Exam 2 Flashcards
Unsupervised Learning
- Data Description
Single Linkage Cluster - SLC
- Consider each object a cluster (n objects)
- Define inter-cluster distance as the distance between the closest points in the two clusters
- Merge the two closest clusters
- Repeat n-k times to make k clusters
- How you define the inter-cluster distance = domain knowledge
Single Linkage Cluster Run Time
O(n^3)
Issues with SLC
Might end up with wrong clusters, depending on the distance definition
k-means clustering
- Pick k random center points
- Each center claims its closest points
- Recompute the centers by averaging the clustered points
- Repeat until converge
Configurations (k-means as an optimization problem)
center
P
Scores (k-means as an optimization problem)
How much error you introduce by representing these points as centers
Neighborhood (k-means as an optimization problem)
The neighborhood of a configuration is the set of pairs where you keep the centers the same and you change the partitions or you keep the partitions the same and you move the centers
Properties of k-means clustering
- Each iteration is polynomial O(kn)
- Finite (exponential) iterations O(k^n)
- Error decreases (if ties are broken consistently)
- Can get stuck, if it started with wrong centers. This is similar to converging to a local optima. One solution is to use random restarts.
Soft Clustering
Attaches cluster probability to each point instead of specific cluster
Task is to find a hypothesis that maximizes the probability of the data (Maximum likelihood)
Maximum Likelihood Gaussian
The Maximum Likelihood mean of the Gaussian u is the mean of the data
Expectation Maximization
- Assigns a cluster probability to each point
- Use the new u_j to recompute E[Z_ij]
- Expectation: E[Z_ij] defines the probability that element i was produced by cluster j.
- Maximization: u_j defines the mean of cluster j
EM properties
- Monotonically non-decreasing likelihood: It’s not getting worse
- Does not converge
- Will not diverge
- Most probably will get stuck in a local optima.
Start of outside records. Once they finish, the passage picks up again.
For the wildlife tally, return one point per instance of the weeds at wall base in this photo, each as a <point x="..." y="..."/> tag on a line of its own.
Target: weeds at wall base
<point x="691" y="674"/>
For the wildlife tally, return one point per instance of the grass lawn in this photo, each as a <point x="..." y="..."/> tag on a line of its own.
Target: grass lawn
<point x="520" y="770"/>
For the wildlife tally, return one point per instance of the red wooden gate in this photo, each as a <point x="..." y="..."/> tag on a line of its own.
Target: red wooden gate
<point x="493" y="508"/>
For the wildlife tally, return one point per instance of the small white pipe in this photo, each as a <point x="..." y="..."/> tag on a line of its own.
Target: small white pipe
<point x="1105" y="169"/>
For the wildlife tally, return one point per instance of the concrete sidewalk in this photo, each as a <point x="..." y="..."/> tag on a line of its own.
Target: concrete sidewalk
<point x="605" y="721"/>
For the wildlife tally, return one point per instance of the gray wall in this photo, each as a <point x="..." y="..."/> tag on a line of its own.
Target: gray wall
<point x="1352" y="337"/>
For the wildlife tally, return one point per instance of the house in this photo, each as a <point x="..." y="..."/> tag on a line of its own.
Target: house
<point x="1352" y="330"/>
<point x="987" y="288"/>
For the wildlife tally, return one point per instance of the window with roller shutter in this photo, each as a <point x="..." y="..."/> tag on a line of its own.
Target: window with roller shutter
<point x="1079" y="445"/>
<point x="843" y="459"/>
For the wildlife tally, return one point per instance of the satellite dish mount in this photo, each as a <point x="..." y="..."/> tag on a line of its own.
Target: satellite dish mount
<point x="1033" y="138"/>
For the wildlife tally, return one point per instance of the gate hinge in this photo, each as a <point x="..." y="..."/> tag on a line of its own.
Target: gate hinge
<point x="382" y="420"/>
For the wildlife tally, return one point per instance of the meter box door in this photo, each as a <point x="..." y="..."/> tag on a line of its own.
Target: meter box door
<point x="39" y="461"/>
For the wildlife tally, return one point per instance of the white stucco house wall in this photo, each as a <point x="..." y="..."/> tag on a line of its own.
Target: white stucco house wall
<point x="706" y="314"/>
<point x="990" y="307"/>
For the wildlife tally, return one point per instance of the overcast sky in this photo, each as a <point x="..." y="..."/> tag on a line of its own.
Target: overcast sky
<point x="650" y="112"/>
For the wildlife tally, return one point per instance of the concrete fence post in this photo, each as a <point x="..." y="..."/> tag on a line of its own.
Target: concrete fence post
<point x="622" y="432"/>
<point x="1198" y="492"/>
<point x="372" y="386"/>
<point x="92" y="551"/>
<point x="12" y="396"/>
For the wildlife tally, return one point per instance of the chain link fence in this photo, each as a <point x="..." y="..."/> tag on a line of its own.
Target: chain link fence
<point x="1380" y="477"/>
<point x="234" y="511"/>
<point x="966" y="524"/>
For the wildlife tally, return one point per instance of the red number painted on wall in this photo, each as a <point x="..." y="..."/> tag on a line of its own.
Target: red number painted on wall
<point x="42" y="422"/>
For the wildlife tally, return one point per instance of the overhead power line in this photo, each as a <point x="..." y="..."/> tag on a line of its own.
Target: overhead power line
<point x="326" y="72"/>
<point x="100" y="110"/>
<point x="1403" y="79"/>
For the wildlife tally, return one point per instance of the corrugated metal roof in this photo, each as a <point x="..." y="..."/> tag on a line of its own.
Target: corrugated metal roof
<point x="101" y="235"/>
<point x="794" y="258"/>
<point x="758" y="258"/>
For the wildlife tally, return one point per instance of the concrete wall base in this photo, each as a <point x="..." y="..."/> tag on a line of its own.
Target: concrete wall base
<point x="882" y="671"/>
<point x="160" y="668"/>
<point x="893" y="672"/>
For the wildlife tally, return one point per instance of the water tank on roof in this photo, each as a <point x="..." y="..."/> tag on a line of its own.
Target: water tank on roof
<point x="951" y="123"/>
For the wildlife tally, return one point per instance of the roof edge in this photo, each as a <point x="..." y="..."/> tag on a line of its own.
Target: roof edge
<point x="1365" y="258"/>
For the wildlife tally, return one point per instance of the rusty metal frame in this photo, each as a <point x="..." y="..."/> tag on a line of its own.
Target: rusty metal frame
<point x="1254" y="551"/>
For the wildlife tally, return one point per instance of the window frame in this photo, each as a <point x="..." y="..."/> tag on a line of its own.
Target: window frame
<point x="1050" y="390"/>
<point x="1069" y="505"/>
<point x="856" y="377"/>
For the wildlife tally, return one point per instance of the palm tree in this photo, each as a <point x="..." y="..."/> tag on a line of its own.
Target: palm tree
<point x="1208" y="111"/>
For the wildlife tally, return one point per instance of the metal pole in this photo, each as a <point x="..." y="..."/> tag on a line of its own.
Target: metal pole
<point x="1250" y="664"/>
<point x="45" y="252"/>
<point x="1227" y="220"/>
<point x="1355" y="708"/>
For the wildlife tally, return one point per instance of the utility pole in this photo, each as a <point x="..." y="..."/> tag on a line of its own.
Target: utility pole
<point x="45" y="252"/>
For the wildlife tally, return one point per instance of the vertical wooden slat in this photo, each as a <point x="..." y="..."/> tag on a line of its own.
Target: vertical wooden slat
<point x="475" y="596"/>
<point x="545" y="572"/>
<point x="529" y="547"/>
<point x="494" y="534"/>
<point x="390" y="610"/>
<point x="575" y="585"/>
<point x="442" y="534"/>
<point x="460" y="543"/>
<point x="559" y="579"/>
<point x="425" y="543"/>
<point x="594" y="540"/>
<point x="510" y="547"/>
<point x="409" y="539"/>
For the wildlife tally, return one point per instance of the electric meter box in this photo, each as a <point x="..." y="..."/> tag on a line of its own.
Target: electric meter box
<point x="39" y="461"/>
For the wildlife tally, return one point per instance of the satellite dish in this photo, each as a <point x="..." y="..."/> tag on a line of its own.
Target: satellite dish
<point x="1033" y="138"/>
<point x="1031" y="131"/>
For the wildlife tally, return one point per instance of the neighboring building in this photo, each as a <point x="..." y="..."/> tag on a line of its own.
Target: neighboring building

Use random restarts
- Works with any distribution (if E and u are solvable)
Richness (Clustering Properties)
For any assignment C of objects to clusters, there’s some distance matrix D such that P_d returns that clustering C
Scale-invariance (Clustering Properties)
Scaling distances by a positive value doesn’t change the clustering
Consistency (Clustering Properties)
Shrinking intra-cluster distances (moving points towards each other) and expanding inter-cluster (moving clusters away from each other) distances doesn’t change the clustering
Impossibility Theorem (Clustering Properties)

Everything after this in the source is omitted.